In the weeks past, I realized how easy it was to decide to give something up. I look at my life and know how important it is for me to walk away from or rather tear myself away from certain things that have become familiar. This kind of change means leading an intentional life, and it takes work and discipline. There was a brief mention of the boy who died in the local newspaper. There were typical descriptions about how he was a nice kid  and how it was a tragic loss. Every word I read provoked a shriek in my soul. 

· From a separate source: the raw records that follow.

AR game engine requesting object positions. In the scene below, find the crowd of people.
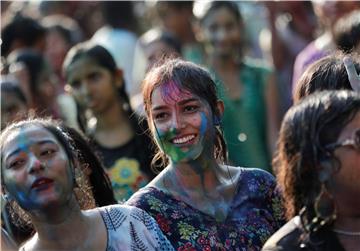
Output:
[0,0,360,251]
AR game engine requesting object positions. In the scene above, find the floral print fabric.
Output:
[99,205,174,251]
[127,168,285,251]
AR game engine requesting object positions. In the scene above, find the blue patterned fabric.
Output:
[99,205,174,251]
[127,168,285,251]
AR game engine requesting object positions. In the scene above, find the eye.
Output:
[184,105,199,113]
[40,149,56,157]
[70,80,81,89]
[88,72,101,81]
[154,112,168,121]
[7,159,25,169]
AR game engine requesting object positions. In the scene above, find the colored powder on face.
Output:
[155,112,208,163]
[160,80,192,104]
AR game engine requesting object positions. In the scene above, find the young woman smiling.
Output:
[0,119,173,251]
[127,59,283,250]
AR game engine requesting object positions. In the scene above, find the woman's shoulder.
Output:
[262,216,303,251]
[239,167,276,185]
[97,204,145,217]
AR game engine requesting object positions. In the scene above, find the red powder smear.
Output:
[160,80,192,104]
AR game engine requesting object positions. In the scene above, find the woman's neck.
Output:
[164,156,233,197]
[30,198,91,250]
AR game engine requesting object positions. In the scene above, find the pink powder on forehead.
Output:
[160,80,192,104]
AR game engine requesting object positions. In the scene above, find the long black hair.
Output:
[273,90,360,250]
[143,59,227,165]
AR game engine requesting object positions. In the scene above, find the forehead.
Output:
[2,125,60,155]
[151,81,199,106]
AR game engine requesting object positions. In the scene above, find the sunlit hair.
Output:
[142,59,227,168]
[0,118,116,231]
[293,51,360,103]
[273,90,360,222]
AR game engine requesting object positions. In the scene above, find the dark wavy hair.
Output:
[142,58,227,166]
[273,90,360,221]
[293,51,360,103]
[63,41,155,178]
[0,118,117,242]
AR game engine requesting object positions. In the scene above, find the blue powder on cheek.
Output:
[15,192,36,210]
[200,112,208,135]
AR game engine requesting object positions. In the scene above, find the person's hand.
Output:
[343,56,360,92]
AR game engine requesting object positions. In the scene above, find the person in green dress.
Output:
[194,1,280,171]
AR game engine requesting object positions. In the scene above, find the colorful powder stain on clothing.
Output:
[155,112,208,163]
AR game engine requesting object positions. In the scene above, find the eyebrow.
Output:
[151,98,199,111]
[5,139,56,161]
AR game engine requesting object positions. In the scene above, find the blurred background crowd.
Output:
[1,0,360,247]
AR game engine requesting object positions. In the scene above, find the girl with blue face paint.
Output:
[127,59,283,250]
[0,119,173,250]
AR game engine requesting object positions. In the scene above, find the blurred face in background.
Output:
[67,57,122,114]
[1,91,28,129]
[201,7,242,58]
[45,30,70,77]
[313,0,360,29]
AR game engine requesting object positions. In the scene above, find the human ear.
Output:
[114,69,124,88]
[215,99,225,119]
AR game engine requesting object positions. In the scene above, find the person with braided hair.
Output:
[262,90,360,251]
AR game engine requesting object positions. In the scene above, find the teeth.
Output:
[173,135,195,144]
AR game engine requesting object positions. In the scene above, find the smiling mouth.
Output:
[171,134,196,145]
[31,178,54,190]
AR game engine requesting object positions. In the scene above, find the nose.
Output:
[29,154,44,173]
[79,81,89,98]
[215,28,227,42]
[170,112,185,132]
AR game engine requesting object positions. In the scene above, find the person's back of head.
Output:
[333,10,360,53]
[293,52,360,103]
[273,90,360,222]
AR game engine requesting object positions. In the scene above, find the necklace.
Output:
[332,228,360,236]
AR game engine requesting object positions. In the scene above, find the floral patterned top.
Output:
[99,205,174,251]
[127,168,285,251]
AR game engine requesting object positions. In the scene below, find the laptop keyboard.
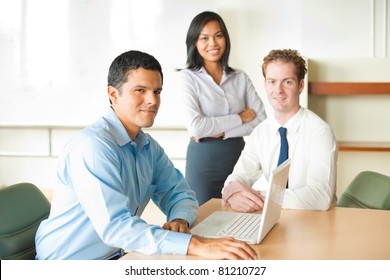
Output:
[217,215,261,238]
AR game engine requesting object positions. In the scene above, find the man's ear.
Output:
[107,86,119,104]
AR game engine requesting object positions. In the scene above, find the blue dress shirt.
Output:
[36,109,198,259]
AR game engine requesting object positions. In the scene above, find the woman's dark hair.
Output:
[186,11,234,73]
[107,51,163,89]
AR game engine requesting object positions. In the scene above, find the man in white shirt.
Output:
[222,50,337,212]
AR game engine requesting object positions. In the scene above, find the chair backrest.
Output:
[0,183,50,260]
[337,171,390,210]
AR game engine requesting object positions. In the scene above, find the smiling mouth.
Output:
[207,49,220,54]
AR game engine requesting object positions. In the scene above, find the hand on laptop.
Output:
[162,219,190,233]
[187,236,257,260]
[222,181,264,212]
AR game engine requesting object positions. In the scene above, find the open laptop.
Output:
[191,159,290,244]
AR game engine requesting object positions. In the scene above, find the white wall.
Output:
[0,0,390,206]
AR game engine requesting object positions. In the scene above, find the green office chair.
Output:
[0,183,50,260]
[337,171,390,210]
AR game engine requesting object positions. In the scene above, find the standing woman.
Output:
[179,11,266,205]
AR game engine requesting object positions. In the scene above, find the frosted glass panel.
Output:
[0,0,216,127]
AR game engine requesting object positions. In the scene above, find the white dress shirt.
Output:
[178,68,266,139]
[225,108,337,210]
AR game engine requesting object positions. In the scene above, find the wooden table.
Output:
[122,199,390,260]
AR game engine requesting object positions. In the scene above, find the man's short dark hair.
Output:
[107,50,163,89]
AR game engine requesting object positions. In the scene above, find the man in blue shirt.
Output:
[36,51,256,259]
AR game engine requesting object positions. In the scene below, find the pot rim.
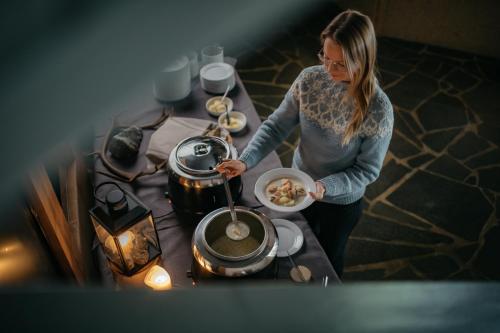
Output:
[200,206,269,261]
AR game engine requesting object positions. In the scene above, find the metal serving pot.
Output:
[192,206,278,277]
[167,136,242,222]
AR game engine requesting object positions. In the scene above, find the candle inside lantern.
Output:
[105,231,135,256]
[144,265,172,290]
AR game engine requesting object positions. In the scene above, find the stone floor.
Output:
[233,5,500,280]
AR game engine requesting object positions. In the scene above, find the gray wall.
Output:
[336,0,500,58]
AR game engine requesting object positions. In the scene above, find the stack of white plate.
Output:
[200,62,235,94]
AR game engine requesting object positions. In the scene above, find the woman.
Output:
[218,10,393,276]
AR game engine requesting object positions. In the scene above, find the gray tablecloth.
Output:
[94,59,339,287]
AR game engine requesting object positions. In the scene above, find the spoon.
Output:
[220,85,231,126]
[221,173,250,240]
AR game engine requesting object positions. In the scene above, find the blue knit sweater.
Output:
[239,66,394,205]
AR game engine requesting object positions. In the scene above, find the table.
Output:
[94,58,340,287]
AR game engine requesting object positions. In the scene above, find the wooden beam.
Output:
[28,165,85,285]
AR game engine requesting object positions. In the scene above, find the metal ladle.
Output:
[221,173,250,240]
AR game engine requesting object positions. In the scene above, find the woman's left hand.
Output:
[309,182,326,200]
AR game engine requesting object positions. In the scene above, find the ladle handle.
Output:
[221,173,236,222]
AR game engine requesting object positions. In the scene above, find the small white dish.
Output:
[271,219,304,257]
[205,96,233,117]
[218,111,247,133]
[200,62,236,94]
[254,168,316,213]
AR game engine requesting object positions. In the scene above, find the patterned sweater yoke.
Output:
[240,66,394,204]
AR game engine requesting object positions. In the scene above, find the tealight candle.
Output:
[144,265,172,290]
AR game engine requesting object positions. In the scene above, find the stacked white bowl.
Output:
[200,62,235,94]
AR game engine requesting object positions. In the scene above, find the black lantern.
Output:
[89,182,161,276]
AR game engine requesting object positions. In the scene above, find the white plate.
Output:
[271,219,304,257]
[254,168,316,213]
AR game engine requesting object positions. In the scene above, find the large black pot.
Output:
[167,136,242,223]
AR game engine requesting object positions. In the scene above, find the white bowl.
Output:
[205,96,233,117]
[200,62,236,94]
[218,111,247,133]
[254,168,316,212]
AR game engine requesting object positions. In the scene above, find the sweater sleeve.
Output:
[239,74,302,169]
[320,92,394,198]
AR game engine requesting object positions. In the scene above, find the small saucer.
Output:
[271,219,304,258]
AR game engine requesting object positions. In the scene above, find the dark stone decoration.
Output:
[108,126,142,160]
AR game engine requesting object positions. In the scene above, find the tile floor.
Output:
[233,5,500,280]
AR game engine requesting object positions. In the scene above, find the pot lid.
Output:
[175,136,230,175]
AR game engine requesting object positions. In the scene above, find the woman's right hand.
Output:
[215,160,247,179]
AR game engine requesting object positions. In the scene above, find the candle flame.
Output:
[144,265,172,290]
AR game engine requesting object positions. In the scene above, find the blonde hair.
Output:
[321,10,377,144]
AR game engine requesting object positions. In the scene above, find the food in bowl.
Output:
[222,116,243,129]
[205,96,233,117]
[266,178,306,207]
[219,111,247,133]
[210,235,260,257]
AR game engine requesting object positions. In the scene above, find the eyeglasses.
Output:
[317,49,347,72]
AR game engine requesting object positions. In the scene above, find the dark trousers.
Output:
[301,199,363,277]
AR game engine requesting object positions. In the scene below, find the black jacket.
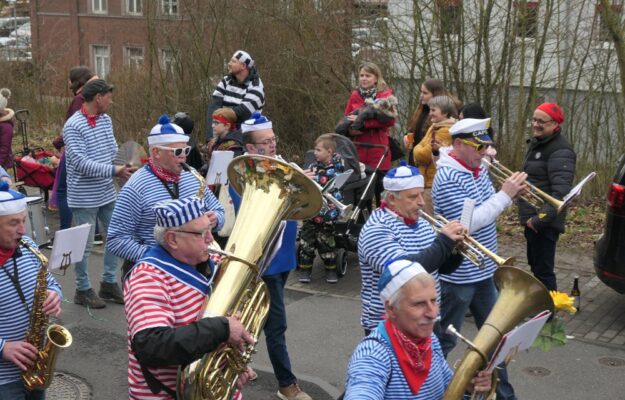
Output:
[519,132,576,233]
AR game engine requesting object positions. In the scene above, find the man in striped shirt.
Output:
[106,115,224,271]
[63,79,136,308]
[0,182,62,400]
[206,50,265,142]
[124,196,254,400]
[432,118,527,400]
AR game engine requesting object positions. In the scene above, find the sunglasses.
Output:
[154,146,191,157]
[460,139,486,151]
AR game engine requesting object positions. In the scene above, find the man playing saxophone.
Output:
[0,182,62,400]
[124,196,254,399]
[432,118,527,400]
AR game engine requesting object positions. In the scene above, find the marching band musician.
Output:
[345,260,491,400]
[106,115,224,273]
[432,118,527,400]
[124,196,254,399]
[0,182,62,400]
[358,161,463,335]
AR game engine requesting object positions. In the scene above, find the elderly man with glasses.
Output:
[106,115,224,280]
[432,118,527,400]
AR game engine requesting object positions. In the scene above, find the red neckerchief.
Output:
[148,157,180,183]
[449,151,482,179]
[0,249,15,265]
[380,201,417,226]
[384,319,432,396]
[80,104,100,128]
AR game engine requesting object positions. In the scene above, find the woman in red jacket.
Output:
[344,62,395,205]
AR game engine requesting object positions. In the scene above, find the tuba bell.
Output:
[443,266,553,400]
[177,155,322,400]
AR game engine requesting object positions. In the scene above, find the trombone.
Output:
[419,210,516,269]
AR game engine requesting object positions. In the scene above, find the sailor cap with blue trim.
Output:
[241,112,273,133]
[449,118,493,144]
[378,260,427,302]
[0,181,27,215]
[382,160,424,192]
[148,115,190,146]
[153,196,206,228]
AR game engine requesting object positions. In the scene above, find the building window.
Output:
[593,1,623,42]
[91,46,111,79]
[125,47,143,67]
[514,1,540,38]
[91,0,108,14]
[161,0,178,15]
[126,0,143,15]
[437,0,462,35]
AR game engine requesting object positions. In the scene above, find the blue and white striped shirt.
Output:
[345,329,452,400]
[106,167,225,261]
[432,153,497,285]
[63,112,117,208]
[0,236,63,385]
[358,208,440,329]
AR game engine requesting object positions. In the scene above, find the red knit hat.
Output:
[536,103,564,124]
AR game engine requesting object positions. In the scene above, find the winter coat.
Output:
[344,88,395,171]
[519,132,576,233]
[412,118,456,189]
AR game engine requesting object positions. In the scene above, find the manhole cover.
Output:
[46,372,91,400]
[599,357,625,367]
[523,367,551,376]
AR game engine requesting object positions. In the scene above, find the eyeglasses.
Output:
[254,136,278,146]
[154,146,191,157]
[460,139,486,151]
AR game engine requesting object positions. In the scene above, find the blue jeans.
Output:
[72,201,119,290]
[0,379,46,400]
[438,278,516,400]
[263,271,297,387]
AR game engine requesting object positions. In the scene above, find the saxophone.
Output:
[20,239,72,391]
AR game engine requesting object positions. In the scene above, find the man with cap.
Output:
[345,260,491,400]
[230,113,311,400]
[124,196,254,399]
[519,103,576,290]
[63,79,136,308]
[432,118,527,399]
[206,50,265,142]
[0,182,62,400]
[106,115,224,272]
[358,162,464,335]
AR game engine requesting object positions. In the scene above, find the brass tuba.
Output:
[443,267,553,400]
[20,239,72,391]
[178,155,321,400]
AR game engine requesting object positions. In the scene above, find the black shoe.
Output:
[98,282,124,304]
[74,289,106,308]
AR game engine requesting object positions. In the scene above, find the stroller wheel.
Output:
[336,249,347,277]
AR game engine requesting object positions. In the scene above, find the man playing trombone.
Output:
[432,118,527,399]
[519,103,576,290]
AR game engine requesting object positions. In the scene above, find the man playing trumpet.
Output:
[432,118,527,399]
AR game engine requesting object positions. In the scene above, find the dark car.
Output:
[595,154,625,294]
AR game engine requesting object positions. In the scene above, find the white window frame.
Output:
[91,44,111,79]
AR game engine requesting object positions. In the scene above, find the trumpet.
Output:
[419,210,516,269]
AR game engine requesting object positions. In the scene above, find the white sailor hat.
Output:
[449,118,493,144]
[0,181,26,215]
[241,112,273,133]
[382,160,424,192]
[378,259,427,302]
[148,115,190,146]
[153,196,206,228]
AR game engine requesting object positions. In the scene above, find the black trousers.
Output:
[525,227,560,290]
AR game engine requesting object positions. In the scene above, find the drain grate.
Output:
[523,367,551,376]
[46,372,91,400]
[598,357,625,367]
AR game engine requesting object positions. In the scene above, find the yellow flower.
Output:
[549,290,577,314]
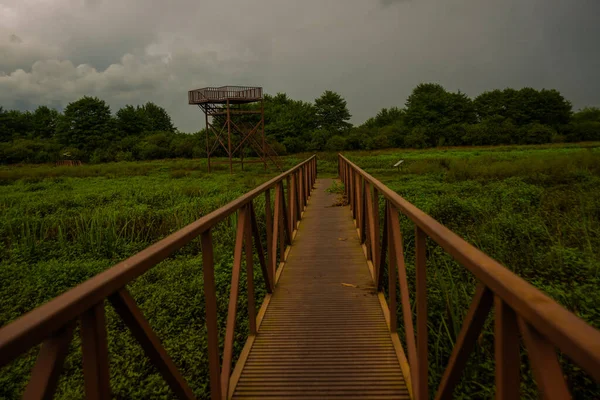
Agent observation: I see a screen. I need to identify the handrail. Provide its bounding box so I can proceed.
[0,155,317,399]
[338,154,600,399]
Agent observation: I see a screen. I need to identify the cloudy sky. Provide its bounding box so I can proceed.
[0,0,600,132]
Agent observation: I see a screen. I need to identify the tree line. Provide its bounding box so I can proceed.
[0,83,600,163]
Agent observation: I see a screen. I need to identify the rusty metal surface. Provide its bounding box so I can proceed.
[234,179,409,399]
[0,156,315,367]
[338,154,600,388]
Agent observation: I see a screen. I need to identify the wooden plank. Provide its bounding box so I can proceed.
[23,323,75,400]
[415,227,429,400]
[518,318,571,400]
[232,180,409,399]
[388,206,419,394]
[81,301,110,400]
[106,289,193,400]
[249,203,273,293]
[265,190,275,293]
[494,296,521,400]
[201,231,221,399]
[221,207,248,395]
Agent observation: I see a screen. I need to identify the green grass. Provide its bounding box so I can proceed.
[0,143,600,399]
[0,159,298,399]
[328,143,600,398]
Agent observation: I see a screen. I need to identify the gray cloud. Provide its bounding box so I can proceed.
[379,0,411,7]
[0,0,600,131]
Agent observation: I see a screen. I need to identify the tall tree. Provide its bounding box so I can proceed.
[57,96,114,153]
[406,83,475,127]
[116,105,152,135]
[142,101,175,132]
[315,90,352,136]
[264,93,316,142]
[32,106,60,139]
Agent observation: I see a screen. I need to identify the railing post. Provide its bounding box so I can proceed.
[265,189,275,290]
[269,182,281,279]
[413,226,429,400]
[81,301,110,400]
[385,206,398,333]
[494,296,521,400]
[221,205,249,396]
[285,175,296,236]
[244,206,256,335]
[201,230,223,399]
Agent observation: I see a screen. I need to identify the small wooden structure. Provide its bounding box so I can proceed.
[188,86,281,172]
[56,160,83,167]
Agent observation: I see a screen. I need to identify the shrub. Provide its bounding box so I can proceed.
[325,135,346,151]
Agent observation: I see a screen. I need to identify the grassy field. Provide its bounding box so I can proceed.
[319,143,600,399]
[0,143,600,399]
[0,159,314,399]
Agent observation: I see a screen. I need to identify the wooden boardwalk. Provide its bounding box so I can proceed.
[232,179,409,399]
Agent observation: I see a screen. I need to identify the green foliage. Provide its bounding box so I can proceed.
[264,93,317,143]
[406,83,475,127]
[474,88,572,128]
[141,101,175,132]
[319,143,600,399]
[0,160,274,399]
[325,135,346,151]
[31,106,60,139]
[315,90,352,136]
[57,96,114,153]
[0,83,600,164]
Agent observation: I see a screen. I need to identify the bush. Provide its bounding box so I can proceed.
[115,151,134,161]
[404,126,429,149]
[283,137,306,154]
[519,123,556,144]
[325,135,346,151]
[137,142,168,160]
[561,120,600,142]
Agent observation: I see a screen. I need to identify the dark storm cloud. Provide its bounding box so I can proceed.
[0,0,600,131]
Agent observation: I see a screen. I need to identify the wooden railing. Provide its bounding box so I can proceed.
[188,86,262,104]
[0,156,317,399]
[338,154,600,400]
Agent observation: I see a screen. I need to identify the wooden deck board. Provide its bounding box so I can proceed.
[233,179,409,399]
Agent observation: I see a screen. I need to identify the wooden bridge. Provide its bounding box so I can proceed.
[0,155,600,399]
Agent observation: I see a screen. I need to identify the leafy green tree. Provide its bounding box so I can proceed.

The wind picked up for days after that accident and pieces of  notes and flowers blew hard in those March winds. Roses that were wrapped in zebra printed cellophane blew through the air. They passed over the ground near the accident, that corner of earth where this boy traversed in the last moments of his life. I got out of my car and chased the cellophane wrapper, tears welling up in my eyes. I yelled in the wind and to the passing careless drivers. I wished they could stop, that they too could feel what I felt. I saw nothing else about the boy in the following days. Last week the maintenance crew from the local college took down the memorial, leaving only the slightly overgrown tire tracks, and skid marks to the pole. I was angry they took it all down, angry at life and all of it’s tragic uncertainty. I drove by there today with Elijah. The college campus was quiet on this afternoon of Good Friday. I stopped to take a picture of the hill, the light post  and the daffodil from the memorial that was left behind. I held Elijah’s hand tight. I looked to the sky, and I told the boy I was sorry.